Los tebeos de Superman de Novaro me familiarizaron con el universo DC, con los lápices de Wayne Boring y Curt Swan y, lo que no es menor, con el español de América. Por no renunciar al tópico, retrataban un universo especular de los Estados Unidos de la primera Guerra Fría; un mundo donde el bien y el mal tenían contornos nítidos, y en el que, frente a las ubicuas amenazas exteriores e internas, uno podía confiar en la fuerza y en la superioridad moral de los héroes propios. Eran, además, ingenuos, imaginativos, repetitivos en sus fórmulas y carentes de vocación alguna de trascender. Por la época en que ya parecía un poco fuera de lugar seguir leyendo tebeos de Superman, lo obvio hubiera sido arrumbarlos de nuevo en alguna caja junto a aquel mundo lejano de mediados del siglo XX.

No obstante, algo sucedió: la siguiente generación de la familia se me apareció para rescatar los cómics. Esta vez se trataba de unos volúmenes de Vértice, en aquel imposible formato achatado, que debían de andar rodando por casa desde hacía mucho, pero que nunca me habían llamado la atención. Tenían un aspecto oscuro y decididamente adulto, con sus viñetas en blanco y negro y un estilo de dibujo más dinámico y primitivo que la estatuaria de Swan y Boring. Por supuesto, yo sabía quiénes eran los Cuatro Fantásticos, como sabía quiénes eran el Capitán América o los Vengadores. Pero pertenecían a un mundo de referencias que no era mío, sino de mis tíos y primos mayores.

La lectura de los cómics de Marvel me confirmó que estaban hecho para otros públicos y, quizás, para esa edad incierta en que ya no se puede tomar uno en serio a Superman. En uno de ellos, el Capitán América se quitaba su uniforme y se echaba a la carretera en una moto, harto de su personaje. Algo sencillamente inconcebible en los héroes unidimensionales de los 50. Para empezar porque, volviendo al tópico, Superman no es la identidad falsa de Clark Kent sino al revés; mientras que Peter Parker es el ser humano real que se pone el pijama azul de hombre-araña. Otro ejemplar se me quedó grabado en particular por su estilo gráfico: “Batalla en el Edificio Baxter”. Supe después que yo a Kirby lo tenía troquelado porque en unas vacaciones familiares en la playa, siendo yo muy niño, mis padres me habían comprado un “cuento de dinosaurios” que no resultó ser sino el número 1 de Dinosaurio Diabólico, la serie que Kirby había creado en su regreso a Marvel a finales de los 70. Y aquellas eran las violentas líneas de tinta y los escorzos que yo había reconocido al momento.

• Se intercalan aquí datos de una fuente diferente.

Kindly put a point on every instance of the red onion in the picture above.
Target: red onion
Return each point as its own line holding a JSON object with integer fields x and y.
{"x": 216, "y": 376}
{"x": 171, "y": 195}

Después vinieron unos pocos años de recorrerme las tiendas de cómics de Madrid -ante todo Arte 9, que nos pillaba cerca de casa; pero también las del Rastro, o las que se arremolinaban en torno a la plaza de la Luna- con Eduardo y José Manuel. Eran ya los 90, en Marvel los años excesivos de Todd McFarlane, Jim Lee y el inefable Rob Liefeld, y del cisma de Image Comics. Edu fue mi cicerone en Marvel, un universo que él ya llevaba años pateando, y me descubrió los Vengadores y las series de mutantes, de las que yo rápidamente empecé a coleccionar el Excalibur de Alan Davis. También me aprovechaba de que algún amigo mayor se echaba novia, o lo intentaba, y le entraba la urgencia por desprenderse de su colección de tebeos, emblema de una pubertad vergonzante que quería dejarse atrás. Gracias a este absurdo rito de paso, del que mi padre y yo nos evadimos, me hice con una colección del Conan de Buscema y Thomas, y con otra de la Patrulla X -en otro lugar he contado cómo me engañé durante años pensando que incluía el número 1. Hoy los hubieran puesto en Wallapop o en eBay y yo me habría quedado sin ellos. Y cuando me llegó el momento también a mí de hacerme mayor y de que lo pareciera, guardé mi colección con todo el cuidado que pude en el desván de la casa del pueblo; y he vuelto a ella muchas veces, casi cada verano, como si volviese a descubrir cada vez los tebeos de DC de Novaro y las viñetas salvajes de la Marvel de Ediciones Vértice.

Por eso digo que aquí siempre hemos sido más de Kirby; pero también de Wayne Boring y Curt Swan, de Alan Davis y de John Buscema, de Barry Smith y de Neal Adams, de Roy Thomas, Steranko y Walt Simonson. Y, claro, de Stan Lee; aunque nos diese un poco de rabia.